What is singularly powerful about Bad Love, and commendable for this reason alone, is that the winners and losers in love are all Black. It’s so unusual to have a Black woman lead in a romance story, that it is sadly still remarkable. As this tide begins to shift, Maame Blue joins a small coterie of Black woman writers, such as Sareeta Domingo and Frances Mensah Williams, who successfully specialise in creating romantic, believable Black heroines, with all kinds of choices to make, for their readers.
While this book is about love and romance, it also centres growing up and making a life for yourself on your own terms. Across seven years we follow Ekuah as she leaves home to attend university, takes on community work in her spare time, begins her career, and eventually turns a side-hustle producing poetry/spoken word shows into a successful international career. Not only are we treated to scenes of London that only a local could render so authentically, but we also get beautiful vignettes of Paris, Accra and Venice vividly painted by an author intimately familiar with the terrain.

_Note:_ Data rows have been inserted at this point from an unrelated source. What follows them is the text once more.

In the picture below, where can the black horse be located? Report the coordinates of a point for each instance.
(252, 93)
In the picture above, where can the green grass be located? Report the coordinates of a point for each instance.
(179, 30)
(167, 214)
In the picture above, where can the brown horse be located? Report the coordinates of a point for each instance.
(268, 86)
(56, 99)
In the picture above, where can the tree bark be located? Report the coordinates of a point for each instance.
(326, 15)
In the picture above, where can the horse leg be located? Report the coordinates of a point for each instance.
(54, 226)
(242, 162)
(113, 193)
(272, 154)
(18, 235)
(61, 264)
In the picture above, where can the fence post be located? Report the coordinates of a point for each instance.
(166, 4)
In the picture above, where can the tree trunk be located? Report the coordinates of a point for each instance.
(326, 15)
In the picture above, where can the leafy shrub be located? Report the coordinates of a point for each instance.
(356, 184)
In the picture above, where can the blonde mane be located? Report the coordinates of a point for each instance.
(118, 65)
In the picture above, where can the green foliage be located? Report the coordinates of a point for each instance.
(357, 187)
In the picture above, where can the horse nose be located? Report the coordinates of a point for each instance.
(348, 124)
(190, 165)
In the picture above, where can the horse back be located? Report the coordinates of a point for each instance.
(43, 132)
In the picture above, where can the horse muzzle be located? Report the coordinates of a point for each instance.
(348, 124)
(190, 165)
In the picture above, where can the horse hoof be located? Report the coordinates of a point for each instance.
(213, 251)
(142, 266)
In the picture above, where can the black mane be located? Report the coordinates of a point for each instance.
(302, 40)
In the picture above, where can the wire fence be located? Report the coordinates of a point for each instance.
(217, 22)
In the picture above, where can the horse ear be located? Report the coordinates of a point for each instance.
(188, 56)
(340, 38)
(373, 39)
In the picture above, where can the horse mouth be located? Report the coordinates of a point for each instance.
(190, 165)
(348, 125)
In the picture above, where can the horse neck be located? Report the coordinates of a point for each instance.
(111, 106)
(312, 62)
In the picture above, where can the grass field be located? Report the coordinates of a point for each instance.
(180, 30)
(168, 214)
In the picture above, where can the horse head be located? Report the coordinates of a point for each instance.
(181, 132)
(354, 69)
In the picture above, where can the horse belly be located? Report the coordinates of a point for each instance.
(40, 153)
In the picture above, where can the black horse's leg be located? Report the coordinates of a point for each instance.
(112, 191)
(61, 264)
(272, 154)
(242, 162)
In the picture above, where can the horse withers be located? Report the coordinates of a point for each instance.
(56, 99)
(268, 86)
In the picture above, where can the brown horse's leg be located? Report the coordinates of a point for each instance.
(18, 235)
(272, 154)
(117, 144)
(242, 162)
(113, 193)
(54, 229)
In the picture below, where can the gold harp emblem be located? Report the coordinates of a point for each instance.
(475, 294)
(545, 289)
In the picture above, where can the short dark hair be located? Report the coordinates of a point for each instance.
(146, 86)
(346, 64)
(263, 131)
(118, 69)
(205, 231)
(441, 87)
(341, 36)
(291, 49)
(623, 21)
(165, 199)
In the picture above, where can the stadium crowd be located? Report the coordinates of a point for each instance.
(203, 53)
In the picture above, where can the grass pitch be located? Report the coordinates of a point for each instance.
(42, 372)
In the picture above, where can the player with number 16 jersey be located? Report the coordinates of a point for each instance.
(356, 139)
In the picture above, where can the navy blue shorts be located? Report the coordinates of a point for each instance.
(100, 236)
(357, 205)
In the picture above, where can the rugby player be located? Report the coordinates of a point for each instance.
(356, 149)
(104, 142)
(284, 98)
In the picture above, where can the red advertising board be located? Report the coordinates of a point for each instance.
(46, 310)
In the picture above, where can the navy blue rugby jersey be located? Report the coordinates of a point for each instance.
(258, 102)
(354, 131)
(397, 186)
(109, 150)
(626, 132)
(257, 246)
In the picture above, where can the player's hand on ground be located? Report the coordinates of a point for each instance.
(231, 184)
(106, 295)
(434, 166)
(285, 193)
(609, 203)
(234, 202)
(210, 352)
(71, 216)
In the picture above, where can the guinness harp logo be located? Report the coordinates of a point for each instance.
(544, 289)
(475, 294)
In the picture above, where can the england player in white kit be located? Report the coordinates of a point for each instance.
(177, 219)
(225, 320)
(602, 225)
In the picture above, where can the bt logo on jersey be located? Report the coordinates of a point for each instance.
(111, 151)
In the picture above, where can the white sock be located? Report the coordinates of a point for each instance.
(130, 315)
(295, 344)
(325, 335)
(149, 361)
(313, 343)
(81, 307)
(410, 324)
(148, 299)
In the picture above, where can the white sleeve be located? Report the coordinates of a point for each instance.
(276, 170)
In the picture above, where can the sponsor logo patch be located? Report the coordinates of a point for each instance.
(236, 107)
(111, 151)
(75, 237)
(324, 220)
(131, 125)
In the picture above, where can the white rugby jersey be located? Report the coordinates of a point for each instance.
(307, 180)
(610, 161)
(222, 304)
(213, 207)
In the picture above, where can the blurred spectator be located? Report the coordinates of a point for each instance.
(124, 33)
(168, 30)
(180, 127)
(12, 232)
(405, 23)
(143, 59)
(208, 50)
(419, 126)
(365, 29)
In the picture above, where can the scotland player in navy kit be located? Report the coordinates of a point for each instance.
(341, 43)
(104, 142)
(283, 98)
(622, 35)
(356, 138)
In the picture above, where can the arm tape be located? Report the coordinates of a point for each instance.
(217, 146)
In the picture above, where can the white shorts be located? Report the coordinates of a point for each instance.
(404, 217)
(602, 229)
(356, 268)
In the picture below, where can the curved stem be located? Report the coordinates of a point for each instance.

While at one level it is a coming of age tale, the heart of the book can be found in the relationships – not just with the men she lets into her life, but with that first and most intimate relationship we begin with our parents. Maame Blue’s wonderful writing brings out Ekuah’s parents, as their life with each other and with Ekuah evolves. The plot line brings to mind Bernardine Evaristo’s Mr Loverman (2013), but as the perspective is that of Ekuah, the focus is quite distinct.
Though Bad Love centres romantic trauma and shedding self-obsession, it was ultimately a fun and easy read – truly a testament to Maame Blue’s powers of relatability and writing prowess. Not a typical romantic myself, I found myself drawn to the sections about the growth of the spoken word business, as they lovingly described a world taken from us by lockdown. As we wait to emerge from our chrysalis, it is nourishing to take in visions of creative and romantic growth such as Maame Blue writes, and illustrator Dapo Adeola visually encapsulates in his stunning cover. Bad Love is part of the independent publisher, Jacaranda’s brilliant campaign, #Twentyin2020, to publish twenty new books by Black authors across all genres this year. The initiative is being run in collaboration with writers’ development agency Words of Colour. Such a superb idea to celebrate the talent and variety of writing that is coming through with this platform.